Così dicendo, la sacerdotessa si era lanciata come una saetta fuori del tempio, senza neppure salutare il sacerdote. Una volta all'esterno del luogo sacro, si era impadronita del proprio cavallo e si era data a correre a gran velocità per le vie di Actina. Ma qual era la missione di Retinia, alla quale ella intendeva dare la precedenza assoluta, considerandola della massima importanza? Naturalmente, seguendo la religiosa nella folle corsa che ha appena intrapresa, verremo a saperlo pure noi.


Come già abbiamo avuto modo di apprenderlo, quando la sacerdotessa si era fatta ispirare dal dio Matarum, al fine di rintracciare nel tempo e nello spazio le varie fasi dell’esistenza di Francide, ella era venuta a conoscenza che uno dei due amici del figlio della regina di sicuro era protetto da qualche essere divino. Altrimenti non era possibile spiegarsi il fatto che egli fosse fornito di una spada e di un anello che si rivelavano opere attribuibili unicamente ad una divinità. La quale doveva essere di alto rango, se riusciva a celarsi perfino ad un dio, come il protettore di Actina! Ella se ne era convinta senza dubbio. Dunque, chi meglio di lui era idoneo a trarre dai guai il suo amico, che ora risultava essere il principe ereditario? A suo parere, neanche una intera armata sarebbe riuscita a spuntarla contro di lui! Ecco perché immediatamente bisognava metterlo al corrente della brutta situazione in cui si trovava l’amico e farlo precipitare in suo soccorso.

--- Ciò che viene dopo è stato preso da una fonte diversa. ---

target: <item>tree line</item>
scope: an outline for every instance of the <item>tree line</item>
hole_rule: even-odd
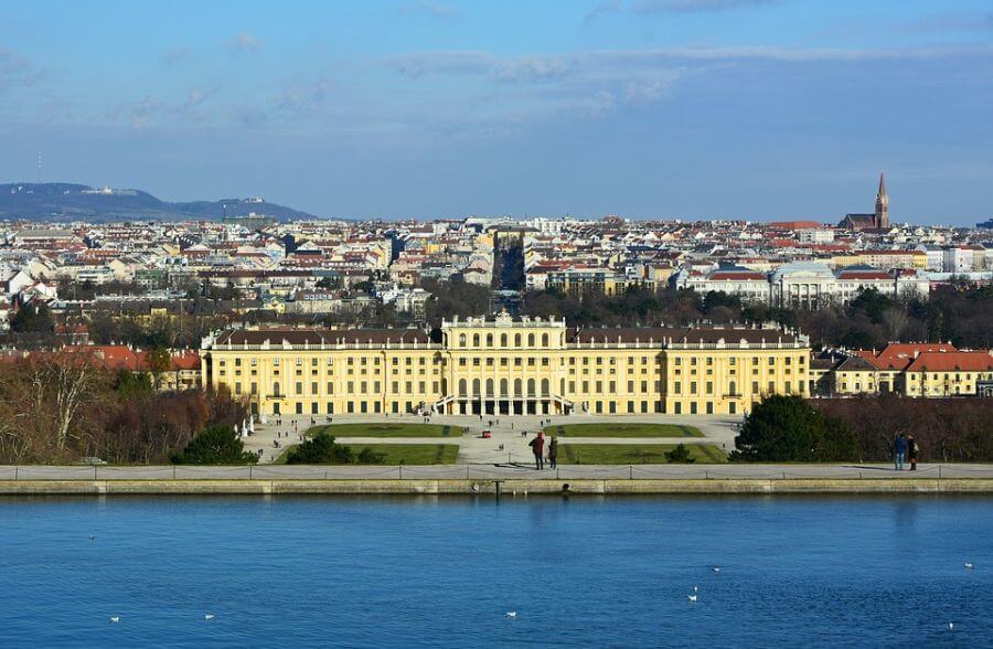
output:
[[[0,363],[2,464],[161,464],[207,426],[246,416],[226,392],[159,392],[147,374],[113,372],[79,354]]]
[[[771,396],[745,418],[732,460],[885,462],[897,435],[912,435],[920,461],[993,461],[993,401],[896,395],[804,400]]]

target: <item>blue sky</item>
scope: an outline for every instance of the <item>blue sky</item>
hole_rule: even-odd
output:
[[[0,181],[320,215],[993,215],[993,2],[0,0]]]

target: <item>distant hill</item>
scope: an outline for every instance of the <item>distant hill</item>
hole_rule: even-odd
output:
[[[222,219],[249,212],[278,221],[313,219],[312,214],[263,199],[223,199],[170,203],[140,190],[99,189],[65,182],[0,184],[0,219]]]

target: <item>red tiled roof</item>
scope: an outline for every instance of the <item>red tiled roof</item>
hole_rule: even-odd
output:
[[[935,353],[925,352],[907,368],[908,372],[991,372],[993,354],[989,351]]]
[[[717,270],[716,273],[711,273],[708,279],[749,279],[766,281],[766,276],[755,270]]]
[[[839,279],[893,279],[889,273],[883,270],[841,270]]]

Quando Retinia si era trovata all’esterno del tempio, nelle strade già si erano cominciati a sentire i primi colpi di quell’echeggiante strumento rumoroso. I cui effetti, in un batter d’occhio, erano venuti a mettere la città in grande subbuglio e in un’ansia terribile. Perciò la gente era stata scorta accorrere da ogni parte in direzione del tempio, intanto che tutti si andavano domandando il perché di quell’allarme a quell’ora del mattino. Esso li aveva spinti a buttarsi subito dal letto, dopo averli inchiodati ad una grande apprensione. Il popolo di Actina, all’inizio a piccoli gruppi e in seguito in folte schiere, si era affrettato ad avviarsi verso la sacra costruzione per pervenirvi prima possibile. Dopo averla raggiunta, la folla avrebbe preteso di essere messa al corrente di ciò che stava realmente succedendo. Così più erano passati i minuti, più gli Actinesi erano stati presi da una certa frenesia di conoscere la verità, la quale si era fatta accompagnare da varie manifestazioni fobiche.

Qualche tempo dopo, invece, le stesse persone, dirigendosi verso la prestigiosa dimora del dio Matarum, erano state viste chiassare, agitarsi, delirare e darsi a spettacoli di piazza, i quali avevano rasentato la follia. A volte i loro gesti farneticanti avevano perfino minacciato persone ignote ed imprecato contro di loro. Altre volte, invece, tali espressioni scorrette erano scemate di aggressività e si erano alquanto ammorbidite, fino a spegnersi totalmente, da parte di chi vi ricorreva. Infatti, in ognuno di loro dominava la palese ignoranza di ciò che stava accadendo in una parte ignota della loro città.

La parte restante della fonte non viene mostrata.